PUTIGNANO – Divertirsi tra musica e coriandoli, sensibilizzando all’ecosostenibilità: è questo il connubio vincente della 626edizione del Carnevale di Putignano.

Curate nei minimi dettagli, imponenti ed originali sono le sette opere degli artigiani della cartapesta che hanno sfilato quest’anno tra le vie putignanesi, accomunate dal tema “La terra vista dal Carnevale”.

Ad aggiudicarsi il primo gradino del podio è “L’Apocalisse” dell’Associazione “Carta&Colore” con alla guida i maestri cartapestai Vito e Paolo Mastrangelo. Tale carro allegorico, dal titolo ampiamente eloquente, vede un organista malefico nelle vesti del celeberrimo Joker che scarica liquami dalle canne del suo strumento, avvelenanando la fauna marina.

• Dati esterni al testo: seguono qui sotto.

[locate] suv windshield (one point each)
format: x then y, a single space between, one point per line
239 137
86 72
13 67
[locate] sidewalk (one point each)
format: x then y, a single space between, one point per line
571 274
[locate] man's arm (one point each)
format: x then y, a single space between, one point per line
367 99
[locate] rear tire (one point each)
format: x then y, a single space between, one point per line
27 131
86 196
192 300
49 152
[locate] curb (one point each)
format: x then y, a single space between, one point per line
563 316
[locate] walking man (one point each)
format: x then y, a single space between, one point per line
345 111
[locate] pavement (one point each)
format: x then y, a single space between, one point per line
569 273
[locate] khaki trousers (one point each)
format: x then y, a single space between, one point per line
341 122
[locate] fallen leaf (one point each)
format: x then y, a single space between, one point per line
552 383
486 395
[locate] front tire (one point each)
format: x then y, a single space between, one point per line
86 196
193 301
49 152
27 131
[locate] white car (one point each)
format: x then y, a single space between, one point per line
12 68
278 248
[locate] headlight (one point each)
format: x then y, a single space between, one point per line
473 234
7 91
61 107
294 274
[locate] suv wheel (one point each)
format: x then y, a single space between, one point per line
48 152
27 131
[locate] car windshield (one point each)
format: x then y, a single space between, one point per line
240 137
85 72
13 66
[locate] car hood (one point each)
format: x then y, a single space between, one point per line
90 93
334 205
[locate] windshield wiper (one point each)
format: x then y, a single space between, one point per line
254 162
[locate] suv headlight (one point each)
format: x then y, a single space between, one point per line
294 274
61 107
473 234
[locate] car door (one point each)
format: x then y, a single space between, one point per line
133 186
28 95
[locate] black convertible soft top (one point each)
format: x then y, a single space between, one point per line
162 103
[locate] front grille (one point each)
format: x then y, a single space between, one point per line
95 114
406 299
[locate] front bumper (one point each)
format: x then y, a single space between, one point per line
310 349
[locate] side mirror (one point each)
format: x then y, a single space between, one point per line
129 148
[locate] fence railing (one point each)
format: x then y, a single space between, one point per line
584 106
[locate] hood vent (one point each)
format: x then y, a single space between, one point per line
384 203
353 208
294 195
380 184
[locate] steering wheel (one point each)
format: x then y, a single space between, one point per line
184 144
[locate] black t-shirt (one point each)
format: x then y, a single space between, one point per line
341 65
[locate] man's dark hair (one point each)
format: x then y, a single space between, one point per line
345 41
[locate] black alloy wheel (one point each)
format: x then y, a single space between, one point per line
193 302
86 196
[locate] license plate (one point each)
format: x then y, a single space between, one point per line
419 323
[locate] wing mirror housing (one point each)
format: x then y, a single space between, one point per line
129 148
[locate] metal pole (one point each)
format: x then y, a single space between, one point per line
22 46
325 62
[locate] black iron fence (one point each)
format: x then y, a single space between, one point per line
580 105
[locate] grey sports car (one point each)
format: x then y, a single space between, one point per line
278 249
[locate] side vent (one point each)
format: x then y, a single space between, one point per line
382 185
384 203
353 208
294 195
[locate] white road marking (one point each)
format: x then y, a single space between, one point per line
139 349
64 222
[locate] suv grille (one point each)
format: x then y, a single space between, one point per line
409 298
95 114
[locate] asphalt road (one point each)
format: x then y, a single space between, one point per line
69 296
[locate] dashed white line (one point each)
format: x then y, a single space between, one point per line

Al secondo posto “Casca la terra, tutti giù per terra” dell’Associazione Carteinregola e al terzo “L’ultimo giro di giostra” dell’Associazione “Chiaro e Tondo”. A seguire “…di domani non v’è certezza” dell’Associazione “Con le mani”, “Kaosecoista” dell’Associazione “Carta…pestando”, “Madre Terra – L’ultimo Paradiso Terrestre” dell’Associazione “Carta Bianca” e “Codice Rosso” dell’Associazione “La Maschera”.

Tra canti, balli ed allegria si è colta l’occasione del coinvolgimento di grandi e piccini, per puntare i riflettori sulla necessaria ed urgente salvaguardia della natura. I maestri cartapestai hanno colto, con maestria e abilità, diversi aspetti di questo complesso tema.

C’è chi ha posto l’accento sulle responsabilità egoistiche dell’uomo del XXI secolo e chi ha saputo dare direttamente voce – o per meglio dire forma e colore – alla nostra terra, ammalata, defraudata, manipolata e che invoca, sommessamente, aiuto.